If you are hospitalized, become significantly ill or have an open wound your physician may recommend that you have Home Care. Generally, Home Care is advised when you are going home from the hospital but still experience significant difficulty leaving your home for routine activities. At that point, you will probably wonder what you can expect from your Home Care experience. It is our hope that this article will help you understand what Home Care does and what everyone's role in Home Care is.

Home Care is designed to serve as a bridge between good health and significant illness. It provides all the care you would need to assist your recovery with the exception of visits with your medical doctor and most diagnostic medical imaging. The Home Care team is comprised of a number of individual health care professionals all with the goal of promoting your smooth and complete recovery. It is usually done for a brief period of time but can continue for longer periods of time as your physician deems necessary.

So, who is on this Home Care team and what can you expect from them? The primary member of the Home Care team is the skilled nurse assigned to coordinate your care. In most cases, the skilled nurse will contact you within 24 hours of your referral. He or she will come to your home to evaluate your medical status, your home safety and your medications. They will follow you throughout your care to determine any ongoing needs and to insure you are satisfied with all the care you are receiving. The skilled nurse is your quarterback during your home care experience. In some cases, your doctor may determine that your situation does not require a skilled nurse. In this case, a member of the rehabilitation team will act as the coordinator of your care.

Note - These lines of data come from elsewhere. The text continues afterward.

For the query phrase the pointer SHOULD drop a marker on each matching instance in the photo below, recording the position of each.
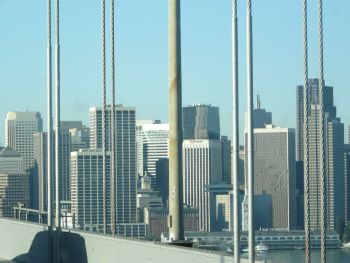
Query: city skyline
(81, 55)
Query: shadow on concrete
(72, 248)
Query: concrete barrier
(28, 243)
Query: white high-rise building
(87, 189)
(139, 143)
(40, 168)
(14, 182)
(19, 130)
(11, 161)
(155, 146)
(125, 159)
(275, 172)
(202, 166)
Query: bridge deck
(28, 242)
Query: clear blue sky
(142, 56)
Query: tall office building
(40, 168)
(155, 146)
(334, 154)
(313, 86)
(226, 159)
(79, 134)
(125, 158)
(334, 172)
(87, 189)
(261, 117)
(201, 167)
(11, 161)
(19, 130)
(79, 138)
(201, 121)
(139, 143)
(162, 179)
(274, 172)
(347, 181)
(14, 182)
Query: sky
(141, 56)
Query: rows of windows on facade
(142, 170)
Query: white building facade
(201, 168)
(19, 130)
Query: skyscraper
(125, 156)
(19, 130)
(87, 189)
(261, 117)
(334, 161)
(155, 145)
(14, 182)
(201, 167)
(201, 121)
(347, 181)
(313, 86)
(40, 168)
(139, 143)
(275, 175)
(334, 154)
(226, 159)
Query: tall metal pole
(57, 115)
(235, 136)
(57, 133)
(322, 137)
(306, 138)
(176, 231)
(49, 132)
(113, 168)
(104, 205)
(250, 136)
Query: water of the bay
(297, 256)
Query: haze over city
(141, 53)
(182, 130)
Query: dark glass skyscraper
(313, 99)
(201, 121)
(334, 154)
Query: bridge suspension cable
(235, 135)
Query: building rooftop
(9, 152)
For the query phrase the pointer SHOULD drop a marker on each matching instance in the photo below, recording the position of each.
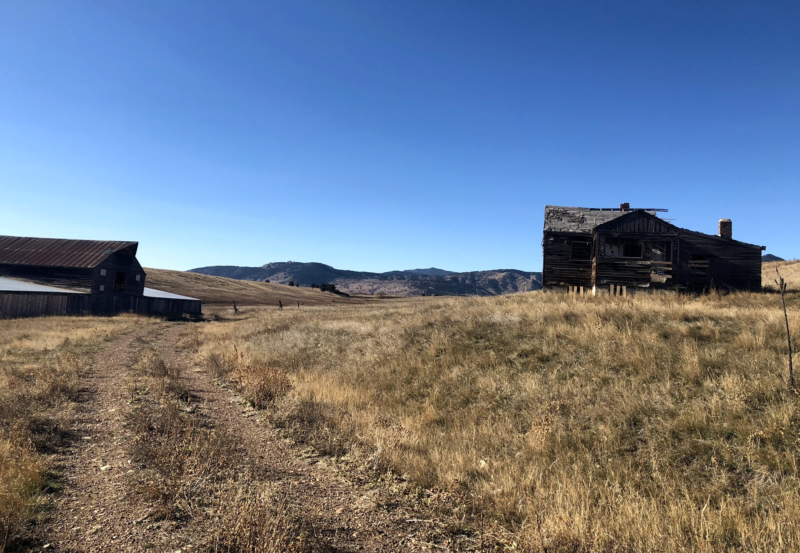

Other members of your Home care team may include a physical therapist, an occupational therapist, a speech therapist, a dietician, a Home Health aide, a phlebotomist and a medical social worker. The therapists will assist you in achieving maximum physical function by restoring your strength, endurance and safety with functioning in your home and eventually in the community. The dietician will assist you with determining a safe and effective food plan. The home health aide will assist you with your bathing and dressing until you can complete them on your own or with your family's assistance. The phlebotomist will perform blood work that your physician requires to evaluate your medical status at home. The medical social worker will help you identify resources for ongoing assistance for your long term care.

When you can safely leave your home your physician will be notified and you will be discharged to your own care or the care of your family. In some cases, you will be discharged from Home Care when you no longer progress significantly with the services provided. In general, Home Care functions to assist you to a level of recovery where you can function in your home and in the community safely.